Recently I had another revolutionary counseling session that catapulted me forward on my evolution as a parent. It came about as I expressed my fears over one day inviting another person into my parenting space. In keeping with my recent theme of vulnerability, messiness, and the willingness to be seen, my therapist reminded me of a truth I had yet to articulate:
Parenting is one of the most vulnerable things we can do.
We’re all doing this thing called parenting for the first time. Even if we’ve done it before, we haven’t done this kid before. So as a single parent on the upswing from a few years of tough luck, I offer these six strategies to consider as you move forward on your path.
6 Ways to Keep it Real
1. Change your narrative. For years now, I’ve been asking myself “Why would anyone want to sign up for my life with my kids?” The first time I said it to my therapist, she stopped me abruptly. “Whoa, whoa, whoa…you have to change that narrative,” she said. The replacement narrative she gave me for when it’s time to let someone into my parenting space is “Wow, this person is about to see me in a really vulnerable, messy place, where I take care of two humans who I love unconditionally.”
2. Show up. Half the task of parenting is simply showing up. When you’re overwhelmed by grief, show your tear-stained face. When you don’t know how to answer that out-of-left-field question about God or divorce, sit, listen, and admit “I don’t know.” Get up in the morning, wipe those noses, pack those lunches, read and tuck them in at night, rest, and then get up and do it again.
3. Do what you think is best for you and your children in the moment. Forget the shoulds and supposed to’s. Especially if you have a child with extra or special needs, every day will call for a different strategy. As you process grief and meet the challenges of single parenthood, some days you’ll need the assistance of screen time so you can lie in bed and cry or work like a mad woman on your next big life move.

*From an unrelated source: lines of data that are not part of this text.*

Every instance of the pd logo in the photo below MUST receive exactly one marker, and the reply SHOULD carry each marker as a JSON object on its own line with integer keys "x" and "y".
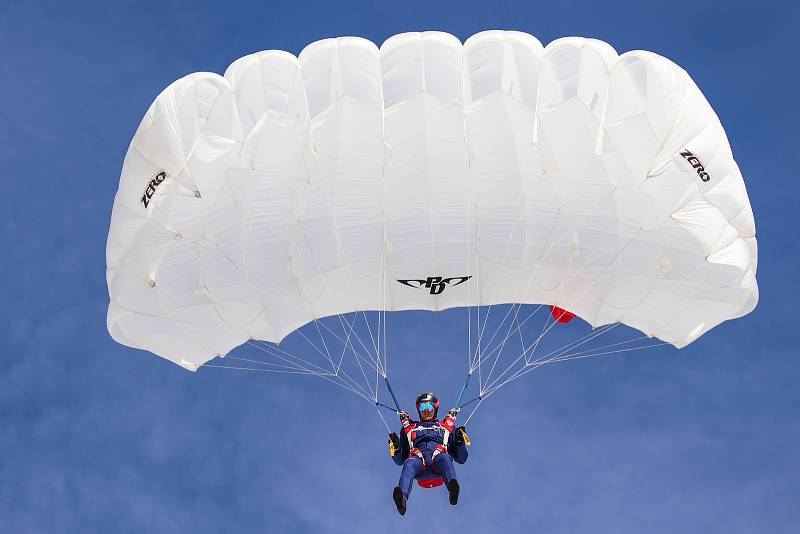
{"x": 436, "y": 284}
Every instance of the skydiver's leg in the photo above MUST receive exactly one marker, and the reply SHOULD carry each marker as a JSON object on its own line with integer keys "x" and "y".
{"x": 412, "y": 468}
{"x": 443, "y": 463}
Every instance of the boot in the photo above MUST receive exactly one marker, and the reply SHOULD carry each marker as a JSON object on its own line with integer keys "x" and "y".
{"x": 452, "y": 490}
{"x": 400, "y": 500}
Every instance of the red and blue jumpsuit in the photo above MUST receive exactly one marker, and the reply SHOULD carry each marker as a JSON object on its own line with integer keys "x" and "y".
{"x": 427, "y": 451}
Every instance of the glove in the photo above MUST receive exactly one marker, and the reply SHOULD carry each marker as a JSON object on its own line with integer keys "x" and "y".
{"x": 461, "y": 434}
{"x": 394, "y": 444}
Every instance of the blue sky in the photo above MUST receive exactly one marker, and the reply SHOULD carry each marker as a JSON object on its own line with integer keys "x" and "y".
{"x": 96, "y": 437}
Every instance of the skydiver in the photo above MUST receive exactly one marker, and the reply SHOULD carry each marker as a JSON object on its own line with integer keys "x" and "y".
{"x": 428, "y": 450}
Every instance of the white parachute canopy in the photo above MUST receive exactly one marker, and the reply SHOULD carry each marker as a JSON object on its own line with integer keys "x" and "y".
{"x": 427, "y": 174}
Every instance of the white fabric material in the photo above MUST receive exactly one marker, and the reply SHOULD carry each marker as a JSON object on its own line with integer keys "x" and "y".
{"x": 548, "y": 175}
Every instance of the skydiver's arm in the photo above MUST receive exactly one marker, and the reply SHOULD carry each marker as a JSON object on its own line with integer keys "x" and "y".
{"x": 396, "y": 449}
{"x": 457, "y": 446}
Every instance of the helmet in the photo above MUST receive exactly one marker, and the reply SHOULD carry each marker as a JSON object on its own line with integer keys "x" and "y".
{"x": 428, "y": 397}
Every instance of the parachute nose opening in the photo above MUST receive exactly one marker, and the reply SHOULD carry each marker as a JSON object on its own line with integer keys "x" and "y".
{"x": 561, "y": 315}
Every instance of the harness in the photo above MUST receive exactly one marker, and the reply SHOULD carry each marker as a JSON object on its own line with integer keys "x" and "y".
{"x": 409, "y": 429}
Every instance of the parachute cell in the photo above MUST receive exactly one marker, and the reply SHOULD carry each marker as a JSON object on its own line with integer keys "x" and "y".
{"x": 427, "y": 174}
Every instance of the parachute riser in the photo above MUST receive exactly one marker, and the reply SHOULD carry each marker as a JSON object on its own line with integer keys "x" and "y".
{"x": 463, "y": 389}
{"x": 391, "y": 392}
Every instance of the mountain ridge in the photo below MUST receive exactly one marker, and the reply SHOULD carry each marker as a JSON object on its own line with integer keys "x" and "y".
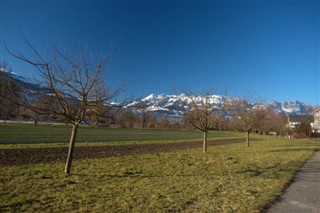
{"x": 173, "y": 106}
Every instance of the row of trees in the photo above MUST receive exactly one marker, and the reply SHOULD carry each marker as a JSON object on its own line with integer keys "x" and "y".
{"x": 76, "y": 92}
{"x": 233, "y": 114}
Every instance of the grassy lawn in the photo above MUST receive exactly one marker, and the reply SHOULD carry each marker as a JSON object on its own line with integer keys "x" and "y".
{"x": 49, "y": 134}
{"x": 230, "y": 178}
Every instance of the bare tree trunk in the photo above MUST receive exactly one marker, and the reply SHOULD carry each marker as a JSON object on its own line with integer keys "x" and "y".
{"x": 248, "y": 139}
{"x": 71, "y": 149}
{"x": 205, "y": 145}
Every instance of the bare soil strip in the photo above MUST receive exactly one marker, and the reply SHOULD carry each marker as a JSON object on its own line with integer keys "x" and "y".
{"x": 25, "y": 156}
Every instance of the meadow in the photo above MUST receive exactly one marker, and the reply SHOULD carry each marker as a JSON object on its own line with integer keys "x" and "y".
{"x": 229, "y": 178}
{"x": 48, "y": 134}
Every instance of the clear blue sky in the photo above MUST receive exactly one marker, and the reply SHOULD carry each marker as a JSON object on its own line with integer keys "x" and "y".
{"x": 270, "y": 48}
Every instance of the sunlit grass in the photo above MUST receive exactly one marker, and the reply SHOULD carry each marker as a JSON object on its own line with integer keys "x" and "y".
{"x": 230, "y": 178}
{"x": 59, "y": 135}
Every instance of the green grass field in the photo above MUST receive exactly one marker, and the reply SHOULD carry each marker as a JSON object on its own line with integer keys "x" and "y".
{"x": 31, "y": 134}
{"x": 230, "y": 178}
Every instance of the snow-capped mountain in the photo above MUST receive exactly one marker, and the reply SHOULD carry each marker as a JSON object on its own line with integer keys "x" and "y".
{"x": 173, "y": 106}
{"x": 169, "y": 106}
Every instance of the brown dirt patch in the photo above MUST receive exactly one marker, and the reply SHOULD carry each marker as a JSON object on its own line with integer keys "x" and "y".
{"x": 24, "y": 156}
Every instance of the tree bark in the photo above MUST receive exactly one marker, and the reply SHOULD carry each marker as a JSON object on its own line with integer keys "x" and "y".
{"x": 248, "y": 139}
{"x": 205, "y": 145}
{"x": 71, "y": 149}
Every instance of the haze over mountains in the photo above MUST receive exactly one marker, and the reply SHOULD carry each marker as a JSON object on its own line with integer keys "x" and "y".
{"x": 173, "y": 106}
{"x": 162, "y": 105}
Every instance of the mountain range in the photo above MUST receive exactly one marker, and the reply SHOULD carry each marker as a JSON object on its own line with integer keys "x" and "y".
{"x": 173, "y": 106}
{"x": 161, "y": 105}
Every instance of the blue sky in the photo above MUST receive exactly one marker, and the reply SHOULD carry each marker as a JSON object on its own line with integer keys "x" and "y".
{"x": 269, "y": 48}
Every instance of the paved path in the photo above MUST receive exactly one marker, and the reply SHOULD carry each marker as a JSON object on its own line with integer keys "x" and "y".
{"x": 303, "y": 195}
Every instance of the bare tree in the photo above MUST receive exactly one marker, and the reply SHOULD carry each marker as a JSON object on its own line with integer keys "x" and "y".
{"x": 75, "y": 88}
{"x": 203, "y": 114}
{"x": 8, "y": 91}
{"x": 248, "y": 117}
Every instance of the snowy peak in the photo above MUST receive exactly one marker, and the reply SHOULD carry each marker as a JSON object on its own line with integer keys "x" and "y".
{"x": 173, "y": 106}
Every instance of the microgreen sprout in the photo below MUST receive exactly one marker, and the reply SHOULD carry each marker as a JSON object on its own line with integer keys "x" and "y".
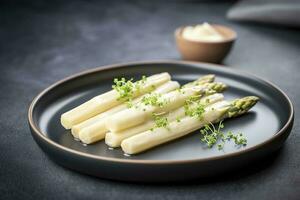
{"x": 154, "y": 99}
{"x": 212, "y": 135}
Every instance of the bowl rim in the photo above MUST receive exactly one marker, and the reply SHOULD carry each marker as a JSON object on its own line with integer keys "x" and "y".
{"x": 36, "y": 132}
{"x": 178, "y": 34}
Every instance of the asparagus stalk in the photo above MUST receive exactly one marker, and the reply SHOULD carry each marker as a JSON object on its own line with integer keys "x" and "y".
{"x": 108, "y": 100}
{"x": 94, "y": 129}
{"x": 114, "y": 139}
{"x": 135, "y": 116}
{"x": 164, "y": 88}
{"x": 203, "y": 79}
{"x": 212, "y": 114}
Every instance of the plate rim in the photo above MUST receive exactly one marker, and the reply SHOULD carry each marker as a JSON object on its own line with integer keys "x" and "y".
{"x": 41, "y": 135}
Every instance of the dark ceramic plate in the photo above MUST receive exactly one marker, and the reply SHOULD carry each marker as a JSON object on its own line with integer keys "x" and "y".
{"x": 266, "y": 126}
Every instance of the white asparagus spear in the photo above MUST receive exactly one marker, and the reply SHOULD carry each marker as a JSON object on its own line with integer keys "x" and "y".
{"x": 114, "y": 139}
{"x": 135, "y": 116}
{"x": 96, "y": 129}
{"x": 164, "y": 88}
{"x": 108, "y": 100}
{"x": 213, "y": 113}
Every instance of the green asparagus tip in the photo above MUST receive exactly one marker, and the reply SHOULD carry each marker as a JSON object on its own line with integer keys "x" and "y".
{"x": 241, "y": 106}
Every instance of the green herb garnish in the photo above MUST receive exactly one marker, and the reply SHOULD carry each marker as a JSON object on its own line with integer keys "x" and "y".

4. Acknowledge the challenges of your circumstances. There’s a reason people date before marriage and kids. It can be extra challenging and complicated to deal with divorce and breakups and make space for new love when munchkins are involved. Not to mention, you’re running the show at home by yourself. It’s not so normal (common, yes, but not normal). Why would you expect your parenting to be normal?
5. Put parental influence into perspective. Thank god I have two boys. If I only had one, I’d probably over-estimate the powers of my parenting choices. Having two boys shows me how two children can grow up in the same home with the same parent and be completely different in terms of personality and behavior. No matter what my choices in discipline or extra curricular activities, ultimately I believe that the type of person I am and the way I live holds the most power in influencing the type of adults my boys become.
6. Don’t take criticism personally. No one has ever gotten close enough to my boys and me to become another consistent parental figure in my children’s lives. But a couple people have gotten close enough to have an opinion of my parenting style, which, in short, they’ve labeled as lax. When I brought this up to my therapist, she responded by asking, “What if all that wasn’t about you? What if that was about them?” She went on to note how strict discipline can be an attempt to control and make children at least look good to others. It can also come about as a result of not knowing how to fully express love. I don’t claim to be perfect, but these critical thoughts balanced out my own assessment of my parenting skills.
Own Your Strength
Don’t be afraid to rewrite the narrative of your parenting journey. In reality, it’s rare to find normal. It’s just harder to hide and maintain the mask of normal as a single parent. Stop beating yourself up for the things you think you’re doing wrong, and start acknowledging what an amazing job you’re doing in the face of larger-than-life situations.
Keep loving. Keep showing up. Keep on keeping on.